Par Jonathan TSOBO DITUVANGA
La première visite officielle de l’Émir Sheikh Tamim Ben Hamad Al Thani à Kinshasa marque une étape stratégique dans la recomposition des partenariats internationaux de la RDC.
En présidant avec le Président Félix Tshisekedi la signature de six accords de coopération, les deux dirigeants ont ouvert un nouveau chapitre dans les relations entre Kinshasa et Doha, dans un contexte régional toujours dominé par l’instabilité persistante dans l’Est du pays.
LE PROCESSUS DE DOHA : LA DIPLOMATIE QATARI S’INSTALLE DANS LE DOSSIER SÉCURITAIRE CONGOLAIS
Au cœur de cette visite, un message politique : la reconnaissance par Kinshasa du rôle actif du Qatar dans la médiation entre le Gouvernement congolais et la coalition AFC/M23.
L’accord-cadre signé le 15 novembre 2025 à Doha positionne l’Émirat comme un nouvel acteur incontournable dans un conflit longtemps verrouillé par des dynamiques régionales centrées sur Kigali, Kampala et Bujumbura.
Pour Tshisekedi, cette présence qatarie offre un contrepoids diplomatique face aux pressions régionales, mais aussi une ouverture financière susceptible d’accompagner le futur processus de stabilisation.
UNE COOPÉRATION MULTISECTORIELLE QUI VISE L’INFRASTRUCTURE ET L’INFLUENCE
Les six accords signés couvrent des secteurs sensibles :
-Ports et logistique (ONATRA – Mwani Qatar) : un partenariat qui pourrait ouvrir la voie à une modernisation majeure des infrastructures portuaires de la RDC, secteur clé pour les exportations minières.
-Justice et affaires juridiques : un signal vers une coopération institutionnelle destinée à renforcer les capacités administratives.
-Exemption de visas diplomatiques : un accélérateur pour les échanges politiques et économiques de haut niveau.
-Projet social au Sud-Kivu : Doha s’inscrit dans l’aide humanitaire dans une province toujours marquée par la crise.
-Jeunesse et sport : secteur identitaire fort du modèle diplomatique qatari.
-Consultations politiques régulières : Doha cherche clairement à inscrire la RDC dans son réseau d’influence africaine.
Le Qatar se positionne ainsi non seulement comme un investisseur, mais comme un partenaire politique structurant.

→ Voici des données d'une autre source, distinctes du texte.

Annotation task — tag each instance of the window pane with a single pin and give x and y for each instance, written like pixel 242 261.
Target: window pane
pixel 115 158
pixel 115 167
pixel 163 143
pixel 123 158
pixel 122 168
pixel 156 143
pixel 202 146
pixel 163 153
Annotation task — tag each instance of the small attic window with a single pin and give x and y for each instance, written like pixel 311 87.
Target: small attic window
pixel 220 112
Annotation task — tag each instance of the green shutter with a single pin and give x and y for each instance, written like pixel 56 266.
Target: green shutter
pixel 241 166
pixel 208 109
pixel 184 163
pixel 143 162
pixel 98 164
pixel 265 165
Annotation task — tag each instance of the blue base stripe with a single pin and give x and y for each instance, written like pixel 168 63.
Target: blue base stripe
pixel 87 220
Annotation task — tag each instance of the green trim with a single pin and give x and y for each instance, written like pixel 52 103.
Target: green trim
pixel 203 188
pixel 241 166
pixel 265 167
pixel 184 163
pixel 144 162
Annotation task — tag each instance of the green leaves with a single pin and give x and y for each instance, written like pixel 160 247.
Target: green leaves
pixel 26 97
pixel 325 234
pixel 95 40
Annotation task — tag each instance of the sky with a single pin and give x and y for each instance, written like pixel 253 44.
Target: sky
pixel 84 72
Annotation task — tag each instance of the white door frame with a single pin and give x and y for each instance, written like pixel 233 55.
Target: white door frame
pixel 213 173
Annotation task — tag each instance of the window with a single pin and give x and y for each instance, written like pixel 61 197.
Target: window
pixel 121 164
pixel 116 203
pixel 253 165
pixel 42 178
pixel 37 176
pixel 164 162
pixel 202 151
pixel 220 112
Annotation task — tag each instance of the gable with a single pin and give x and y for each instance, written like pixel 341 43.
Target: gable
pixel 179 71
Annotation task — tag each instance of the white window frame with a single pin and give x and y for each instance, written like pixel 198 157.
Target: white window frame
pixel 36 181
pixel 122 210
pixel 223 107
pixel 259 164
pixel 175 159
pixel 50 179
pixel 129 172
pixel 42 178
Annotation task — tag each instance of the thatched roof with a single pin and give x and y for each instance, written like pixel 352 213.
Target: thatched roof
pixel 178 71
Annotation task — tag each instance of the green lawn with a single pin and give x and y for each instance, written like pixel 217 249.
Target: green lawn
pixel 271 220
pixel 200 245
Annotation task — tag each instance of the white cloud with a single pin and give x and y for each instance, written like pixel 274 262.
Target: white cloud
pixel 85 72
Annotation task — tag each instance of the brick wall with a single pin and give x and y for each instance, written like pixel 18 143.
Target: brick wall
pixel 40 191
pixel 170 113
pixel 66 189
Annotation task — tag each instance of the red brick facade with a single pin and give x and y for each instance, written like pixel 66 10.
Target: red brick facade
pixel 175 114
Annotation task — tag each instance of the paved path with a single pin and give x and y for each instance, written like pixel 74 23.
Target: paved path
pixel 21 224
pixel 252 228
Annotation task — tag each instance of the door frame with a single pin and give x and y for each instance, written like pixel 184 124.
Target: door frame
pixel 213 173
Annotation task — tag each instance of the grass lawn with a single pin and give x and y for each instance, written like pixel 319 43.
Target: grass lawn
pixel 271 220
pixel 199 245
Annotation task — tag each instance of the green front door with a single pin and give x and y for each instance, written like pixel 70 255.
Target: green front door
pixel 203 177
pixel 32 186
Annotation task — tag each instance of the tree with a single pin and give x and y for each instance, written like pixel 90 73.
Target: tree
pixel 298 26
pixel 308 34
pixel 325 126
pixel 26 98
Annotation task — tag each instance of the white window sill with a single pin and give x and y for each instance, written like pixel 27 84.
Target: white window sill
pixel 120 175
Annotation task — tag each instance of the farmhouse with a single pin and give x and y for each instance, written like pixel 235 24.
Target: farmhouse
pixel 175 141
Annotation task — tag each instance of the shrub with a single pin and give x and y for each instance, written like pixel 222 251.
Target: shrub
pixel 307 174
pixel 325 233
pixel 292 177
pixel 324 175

ENJEUX GÉOPOLITIQUES : KINSHASA DIVERSIFIE SES ALLIANCES
Cette avancée intervient dans un contexte où la RDC cherche :
-à désengorger sa dépendance envers les partenaires traditionnels (Occident, Chine, institutions multilatérales) ;
-à attirer de nouveaux capitaux dans les infrastructures et la reconstruction post-conflit ;
-à renforcer sa marge de manœuvre diplomatique dans le dossier de l’Est face aux pressions régionales persistantes.
Pour le Qatar, l’objectif est double :
-étendre son influence sur le continent africain ;
-accéder à des opportunités économiques majeures dans un pays riche en ressources stratégiques et situé au cœur des flux miniers mondiaux.
LES LIMITES ET DÉFIS
Malgré le symbolisme fort de la visite, les défis restent considérables :
-la mise en œuvre réelle des accords portuaires et sociaux dépendra de la capacité de l’État congolais à sécuriser les zones d’intervention ;
-l’accord-cadre de Doha n’efface pas les tensions RDC–Rwanda qui alimentent le conflit dans l’Est ;
-Kinshasa devra éviter que ces nouveaux partenariats ne se transforment en dépendance financière ou politique.

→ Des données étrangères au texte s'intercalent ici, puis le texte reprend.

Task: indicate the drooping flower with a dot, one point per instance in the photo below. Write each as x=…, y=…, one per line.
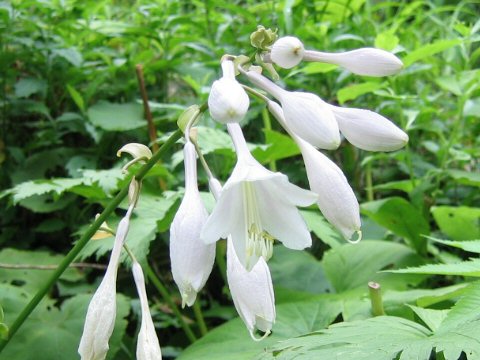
x=257, y=206
x=191, y=259
x=102, y=309
x=252, y=293
x=308, y=116
x=365, y=61
x=368, y=130
x=148, y=347
x=336, y=199
x=287, y=52
x=228, y=102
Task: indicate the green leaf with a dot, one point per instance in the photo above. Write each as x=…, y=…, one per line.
x=459, y=223
x=428, y=50
x=231, y=340
x=352, y=92
x=353, y=265
x=400, y=217
x=116, y=117
x=31, y=276
x=54, y=333
x=464, y=268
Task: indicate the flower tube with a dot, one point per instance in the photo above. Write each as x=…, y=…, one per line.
x=257, y=206
x=228, y=102
x=191, y=259
x=336, y=199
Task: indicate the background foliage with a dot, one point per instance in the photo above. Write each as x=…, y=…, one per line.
x=70, y=99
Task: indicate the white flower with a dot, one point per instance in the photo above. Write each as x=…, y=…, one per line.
x=366, y=61
x=287, y=52
x=148, y=347
x=228, y=102
x=368, y=130
x=308, y=116
x=336, y=198
x=102, y=309
x=257, y=206
x=191, y=259
x=252, y=293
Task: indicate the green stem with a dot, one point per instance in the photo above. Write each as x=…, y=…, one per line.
x=166, y=296
x=376, y=299
x=68, y=259
x=199, y=316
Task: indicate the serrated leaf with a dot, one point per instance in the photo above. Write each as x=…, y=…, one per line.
x=459, y=223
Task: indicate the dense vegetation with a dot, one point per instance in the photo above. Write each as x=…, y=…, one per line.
x=70, y=99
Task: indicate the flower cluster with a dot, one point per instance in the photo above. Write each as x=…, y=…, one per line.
x=257, y=206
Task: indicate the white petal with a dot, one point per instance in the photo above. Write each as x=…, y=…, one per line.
x=228, y=102
x=282, y=220
x=336, y=198
x=252, y=292
x=368, y=130
x=366, y=61
x=287, y=52
x=310, y=118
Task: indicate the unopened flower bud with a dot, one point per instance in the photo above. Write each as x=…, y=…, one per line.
x=287, y=52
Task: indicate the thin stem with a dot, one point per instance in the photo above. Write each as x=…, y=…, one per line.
x=166, y=296
x=199, y=316
x=68, y=259
x=376, y=299
x=267, y=124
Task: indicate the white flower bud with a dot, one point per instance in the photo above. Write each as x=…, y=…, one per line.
x=368, y=130
x=365, y=61
x=148, y=347
x=252, y=293
x=191, y=259
x=306, y=114
x=228, y=102
x=102, y=309
x=287, y=52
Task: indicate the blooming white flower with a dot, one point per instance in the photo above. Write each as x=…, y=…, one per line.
x=368, y=130
x=365, y=61
x=306, y=114
x=191, y=259
x=148, y=347
x=102, y=309
x=336, y=198
x=228, y=102
x=287, y=52
x=252, y=293
x=257, y=206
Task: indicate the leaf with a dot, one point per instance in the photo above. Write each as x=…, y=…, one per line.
x=428, y=50
x=459, y=223
x=231, y=340
x=54, y=333
x=352, y=92
x=354, y=265
x=363, y=340
x=116, y=117
x=31, y=279
x=400, y=217
x=464, y=268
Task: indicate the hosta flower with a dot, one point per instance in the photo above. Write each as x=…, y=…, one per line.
x=228, y=102
x=257, y=206
x=191, y=259
x=101, y=312
x=287, y=52
x=306, y=114
x=366, y=61
x=148, y=347
x=252, y=293
x=336, y=198
x=368, y=130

UNE VISITE QUI MARQUE UN REPOSITIONNEMENT DIPLOMATIQUE DE KINSHASA
En recevant l’Émir du Qatar, la RDC affiche une volonté claire de redéfinir ses alliances et d’attirer de nouveaux acteurs dans la résolution de la crise de l’Est. Si ces accords se concrétisent, ils pourraient transformer non seulement l’économie portuaire et sociale du pays, mais aussi son positionnement géopolitique dans la région.